31 gennaio 2016

Buche e V municipio 5: strade-groviera colpa della corruzione

Buche e strade di Roma, ora sappiamo perché le strade del V Municipio (5) erano sempre più indegne. Qualcuno, ci informa il Corriere Roma, chiudeva un occhio sulle ditte che si prendevano l'appalto, sulla qualità dei materiali. Che quindi erano scadenti, anche perché prima si rovina l'asfalto e prima bisogna intervenire di nuovo. E con nuove mazzette a chi ritorna l'appalto?

Buca stradale. Foto via Wikipedia di Editor5807 sotto licenza Creative Commons


I cittadini sempre più arrabbiati. Fanno bene ma bisogna capire che questo modo di fare le cose a Roma non nasce dal nulla. A Roma si fa così. C'è chi evade le tasse perché non vuole dare i soldi frutto del proprio lavoro allo Stato (che, ricordiamolo, dovrebbe essere un bene di tutti anziché terra di nessuno) e chi paga tangenti per ottenere appalti, lavorando male proprio per lavorare di più. Il tornaconto personale diventa un boomerang sociale, ma anche per chi si prende i soldi o chi fa i lavori. Le strade le percorrono anche loro, anche loro rischiano gli ammortizzatori delle proprie auto. Così come chi evade, che poi si lamenta delle buche. Pagate e avete tutto il diritto di lamentarvi. Altrimenti pgnuno si sente giustificato e così, però, ci perdiamo tutti.
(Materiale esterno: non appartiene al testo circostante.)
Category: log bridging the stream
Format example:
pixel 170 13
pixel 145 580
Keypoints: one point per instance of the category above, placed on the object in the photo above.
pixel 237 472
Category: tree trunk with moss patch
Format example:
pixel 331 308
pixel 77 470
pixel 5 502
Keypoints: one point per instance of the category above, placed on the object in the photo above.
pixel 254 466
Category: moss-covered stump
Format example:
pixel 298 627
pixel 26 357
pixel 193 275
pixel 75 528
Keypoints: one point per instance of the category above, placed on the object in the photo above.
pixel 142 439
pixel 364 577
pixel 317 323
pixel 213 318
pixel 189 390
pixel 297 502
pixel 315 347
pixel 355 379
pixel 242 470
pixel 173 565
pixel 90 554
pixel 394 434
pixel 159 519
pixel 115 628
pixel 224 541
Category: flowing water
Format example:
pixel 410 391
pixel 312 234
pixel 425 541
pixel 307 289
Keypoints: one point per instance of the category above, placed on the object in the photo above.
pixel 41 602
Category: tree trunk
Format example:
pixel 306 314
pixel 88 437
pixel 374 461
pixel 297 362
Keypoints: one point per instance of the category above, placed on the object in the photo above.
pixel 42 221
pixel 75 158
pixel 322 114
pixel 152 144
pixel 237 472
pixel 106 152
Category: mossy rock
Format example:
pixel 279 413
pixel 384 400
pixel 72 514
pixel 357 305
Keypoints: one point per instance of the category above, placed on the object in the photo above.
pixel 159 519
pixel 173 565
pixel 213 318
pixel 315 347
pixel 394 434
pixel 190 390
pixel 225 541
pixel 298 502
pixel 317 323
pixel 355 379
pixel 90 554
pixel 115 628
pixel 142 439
La domanda da porsi è: se è accaduto nel V Municipio 5  in quanti altri municipi di Roma è potuto accadere? Ma soprattutto faranno qualcosa Roma Capitale e Municipi ora che si è scoperto quanto sia facile la corruzione e fare la cresta su asfalto e ristrutturazione delle strade? Dopo mafia capitale è doveroso intervenire tempestivamente con nuove regole. Perché anche i cittadini romani meritano strade decenti, dove poter camminare senza rischiare mal dischiena, dolori al collo, gomme bucate e ammortizzatori distrutti.